Avrupa’nın köklü demokrasisi Fransa’nın derin devletle ya da ülke içinde gizli güç odaklarıyla işi olamayacağı düşünülür. Oysa hakikat hiç de öyle değil…
PLAN BLEU
Fransa’da İkinci Dünya Savaşı sonrası, sol oldukça kuvvetliydi. Parlamentoda sürekli temsil ediliyordu ve güçlü bir halk desteğine sahipti. Bu desteğin temelinde Fransız solunun İkinci Dünya Savaşı’ndaki Alman işgali yıllarında direnişi örgütlemiş olmasıydı.
Ancak, solun bu gücünden rahatsız olan Fransa’nın ‘sağ’ çevrelerinden bir grup, 1946’da Mavi Plan (Plan Bleu) adı verilen, komünizm karşıtı gizli bir ordu kurma projesi için düğmeye bastı. Harekete geçenler arasında işgal yıllarında Almanlarla işbirliği yapan Vichy yandaşları bulunuyordu.
AŞIRI SAĞCILAR ÖRGÜTLENİYOR
1947’de Sosyalist İçişleri Bakanı Edouard Depreux, Fransa’da “gizli, sağcı bir ordunun kurulmakta olduğunu” açıkladı. Depreux, “1946 sonunda, karanlık bir direniş ordusu kurulmaya başlandığını öğrendik; üyeleri de aşırı sağcı eski direnişçiler, Vichy hükümeti yandaşları ve monarşistlerdir.” dedi.
Mavi Plan çerçevesinde, 1947 yılında bir darbe yapılması da planlanıyordu. “Plan Bleu” ajanları, antikomünist gizli savaşlarına kaynak sağlayabilmek için varlıklı sanayicilerden ve iş insanlarından gizlice yüklü miktarlarda para topladı. D
aha sonra yapılan soruşturmalarda Ajan Vergnes, iş dünyasından aldıkları desteği, “Bürolarında Peugeot kardeşlerle görüştüm. Şirketlerde işgal ve grev yapılması halinde neler yapılacağını tartıştık. İki ay boyunca bir eylem planı üzerinde çalıştık. Arabalarımız, garajlarımız ve otellerimiz vardı.” sözleriyle açıklayacaktı. Sermaye ve faşizm arasındaki ilişki her zaman olduğu gibiydi.
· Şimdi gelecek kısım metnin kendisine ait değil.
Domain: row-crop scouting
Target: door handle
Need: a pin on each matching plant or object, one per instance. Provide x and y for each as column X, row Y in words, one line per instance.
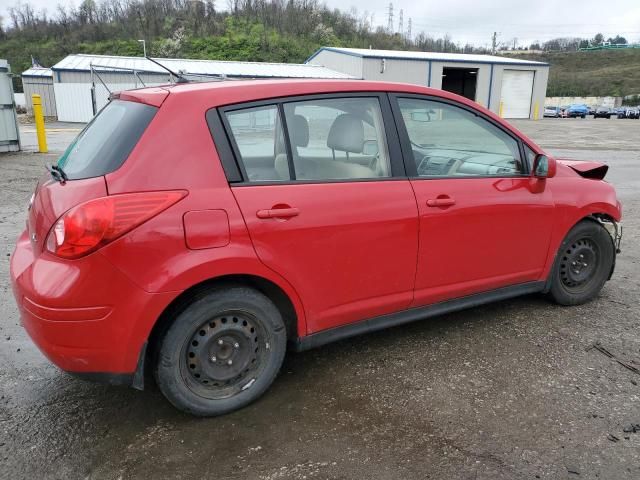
column 278, row 213
column 441, row 201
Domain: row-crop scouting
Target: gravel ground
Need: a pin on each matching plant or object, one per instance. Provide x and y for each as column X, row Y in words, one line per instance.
column 512, row 390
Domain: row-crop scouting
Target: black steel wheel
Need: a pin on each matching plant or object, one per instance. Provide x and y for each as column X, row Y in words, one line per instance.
column 583, row 264
column 579, row 263
column 223, row 356
column 222, row 351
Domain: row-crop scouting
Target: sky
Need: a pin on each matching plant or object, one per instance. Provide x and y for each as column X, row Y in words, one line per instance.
column 474, row 21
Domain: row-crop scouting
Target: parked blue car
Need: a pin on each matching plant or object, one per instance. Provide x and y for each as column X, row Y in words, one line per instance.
column 577, row 110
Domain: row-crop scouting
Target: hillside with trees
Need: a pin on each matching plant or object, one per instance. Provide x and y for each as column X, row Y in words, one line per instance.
column 591, row 73
column 273, row 31
column 249, row 30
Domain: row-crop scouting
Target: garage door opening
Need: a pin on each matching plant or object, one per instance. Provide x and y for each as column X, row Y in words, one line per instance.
column 461, row 81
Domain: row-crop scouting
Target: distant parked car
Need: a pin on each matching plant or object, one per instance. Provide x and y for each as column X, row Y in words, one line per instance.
column 629, row 112
column 552, row 112
column 577, row 110
column 602, row 112
column 633, row 113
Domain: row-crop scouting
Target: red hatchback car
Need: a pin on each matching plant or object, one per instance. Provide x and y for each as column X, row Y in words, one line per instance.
column 196, row 229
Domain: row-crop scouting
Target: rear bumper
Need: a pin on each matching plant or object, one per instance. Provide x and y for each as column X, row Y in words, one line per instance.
column 84, row 315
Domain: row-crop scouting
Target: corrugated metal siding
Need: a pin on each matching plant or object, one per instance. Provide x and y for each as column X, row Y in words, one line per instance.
column 73, row 100
column 37, row 72
column 9, row 137
column 407, row 71
column 342, row 63
column 42, row 86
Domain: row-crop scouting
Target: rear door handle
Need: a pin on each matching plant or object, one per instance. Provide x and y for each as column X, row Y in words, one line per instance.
column 278, row 213
column 441, row 202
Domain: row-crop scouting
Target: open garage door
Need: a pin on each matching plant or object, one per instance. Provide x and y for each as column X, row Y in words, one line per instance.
column 517, row 90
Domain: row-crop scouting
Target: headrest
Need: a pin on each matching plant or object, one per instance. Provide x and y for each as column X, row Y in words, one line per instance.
column 298, row 131
column 346, row 134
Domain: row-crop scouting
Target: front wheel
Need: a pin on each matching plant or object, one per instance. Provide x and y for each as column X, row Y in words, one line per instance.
column 583, row 264
column 222, row 351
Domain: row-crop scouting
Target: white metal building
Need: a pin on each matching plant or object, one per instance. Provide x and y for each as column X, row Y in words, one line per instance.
column 511, row 87
column 74, row 75
column 9, row 134
column 39, row 80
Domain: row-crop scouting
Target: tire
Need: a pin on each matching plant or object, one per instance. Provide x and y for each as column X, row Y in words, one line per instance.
column 582, row 265
column 222, row 351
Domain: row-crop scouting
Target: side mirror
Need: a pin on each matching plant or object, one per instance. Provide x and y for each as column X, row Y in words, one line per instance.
column 544, row 167
column 422, row 116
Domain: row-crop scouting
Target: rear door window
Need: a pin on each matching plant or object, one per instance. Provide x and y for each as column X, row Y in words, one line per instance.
column 106, row 142
column 258, row 136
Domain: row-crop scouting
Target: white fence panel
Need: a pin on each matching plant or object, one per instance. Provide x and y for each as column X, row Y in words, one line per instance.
column 73, row 100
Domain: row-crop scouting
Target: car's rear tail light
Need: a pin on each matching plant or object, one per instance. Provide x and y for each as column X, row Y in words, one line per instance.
column 93, row 224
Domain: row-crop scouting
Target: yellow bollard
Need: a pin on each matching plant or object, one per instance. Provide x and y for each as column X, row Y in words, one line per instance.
column 39, row 118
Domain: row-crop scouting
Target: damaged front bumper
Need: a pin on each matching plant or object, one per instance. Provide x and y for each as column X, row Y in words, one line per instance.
column 615, row 231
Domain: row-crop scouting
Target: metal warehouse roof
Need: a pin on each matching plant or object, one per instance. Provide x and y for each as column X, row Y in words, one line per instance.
column 434, row 56
column 37, row 72
column 82, row 62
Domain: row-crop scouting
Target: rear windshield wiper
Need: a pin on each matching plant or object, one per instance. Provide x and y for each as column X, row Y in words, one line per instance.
column 58, row 173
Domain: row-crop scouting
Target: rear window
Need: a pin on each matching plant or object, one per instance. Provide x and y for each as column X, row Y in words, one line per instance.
column 106, row 142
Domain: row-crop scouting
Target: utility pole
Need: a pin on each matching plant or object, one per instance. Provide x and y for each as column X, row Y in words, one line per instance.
column 144, row 48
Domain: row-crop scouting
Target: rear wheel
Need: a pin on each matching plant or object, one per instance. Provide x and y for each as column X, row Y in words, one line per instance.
column 222, row 352
column 583, row 264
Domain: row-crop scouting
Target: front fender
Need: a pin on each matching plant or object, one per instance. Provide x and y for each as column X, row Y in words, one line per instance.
column 575, row 199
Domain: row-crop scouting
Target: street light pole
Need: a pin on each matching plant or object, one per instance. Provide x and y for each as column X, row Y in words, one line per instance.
column 144, row 47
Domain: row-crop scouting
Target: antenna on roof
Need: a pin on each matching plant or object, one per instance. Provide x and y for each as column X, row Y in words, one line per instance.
column 178, row 76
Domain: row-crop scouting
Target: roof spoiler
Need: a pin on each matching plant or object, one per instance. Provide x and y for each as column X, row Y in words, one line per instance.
column 594, row 170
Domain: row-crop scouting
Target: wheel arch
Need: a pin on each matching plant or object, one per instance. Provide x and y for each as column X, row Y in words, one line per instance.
column 293, row 321
column 590, row 213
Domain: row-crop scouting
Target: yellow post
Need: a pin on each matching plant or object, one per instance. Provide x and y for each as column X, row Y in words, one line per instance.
column 39, row 118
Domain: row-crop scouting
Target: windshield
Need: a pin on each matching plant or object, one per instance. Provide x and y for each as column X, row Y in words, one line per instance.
column 106, row 142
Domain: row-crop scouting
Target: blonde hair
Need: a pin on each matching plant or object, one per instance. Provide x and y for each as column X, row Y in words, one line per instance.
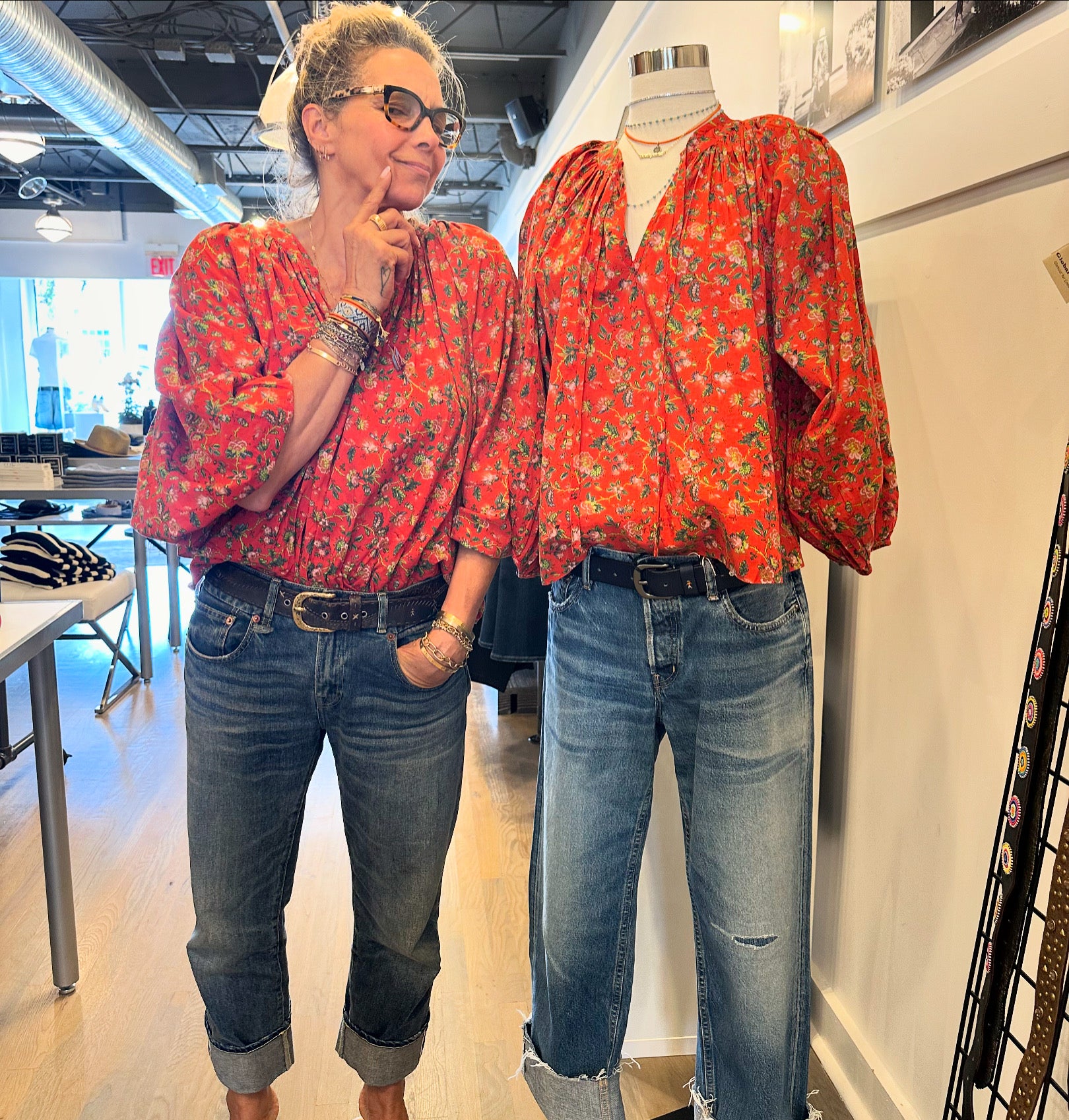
column 329, row 53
DE GAULLE’E SUİKAST HAZIRLIĞI
İş insanı Earl Edme de Vulpian’ın Fransa’nın kuzeyindeki Lamballe yakınlarındaki şatosu, darbe hazırlıklarının karargâhı görevini görüyordu. Şatoda yapılan aramada, ağır silâhlar ve operasyon planları bulundu. Sonradan, darbeciler, yüksek düzeyde şok yaratacak terör eylemleri gerçekleştirip bunların suçunu solcuların üzerine atma hazırlıkları yaptıklarını ifade etti.
Sosyalistler’e ve bazı istihbarat uzmanlarına göre darbeciler, ‘Kamuoyunun tepkisini arttırmak amacıyla, de Gaulle’e suikast düzenleme planı” bile yapmıştı. Belgelere göre Plan Bleu üyeleri terör eylemleri yapıp bunların suçunu solcuların üzerine atma hazırlığı yapmıştı.
Böylece gizli savaşın asıl unsuru olarak Fransa’da zaten tırmanmış olan politik gerginliği daha da körüklemiş olacaklardı. Sol “şeytanlaştırıldıktan” sonra yapılacak şey, “tek kurtarıcı” olarak öne çıkmak ve yönetimi ele almaktı. Bu planların ifşa olması, Fransız Gladiosu’nu daha kurulmadan rafa kaldırılacak bir plan haline getirebilirdi. Ancak işler öyle yürümedi.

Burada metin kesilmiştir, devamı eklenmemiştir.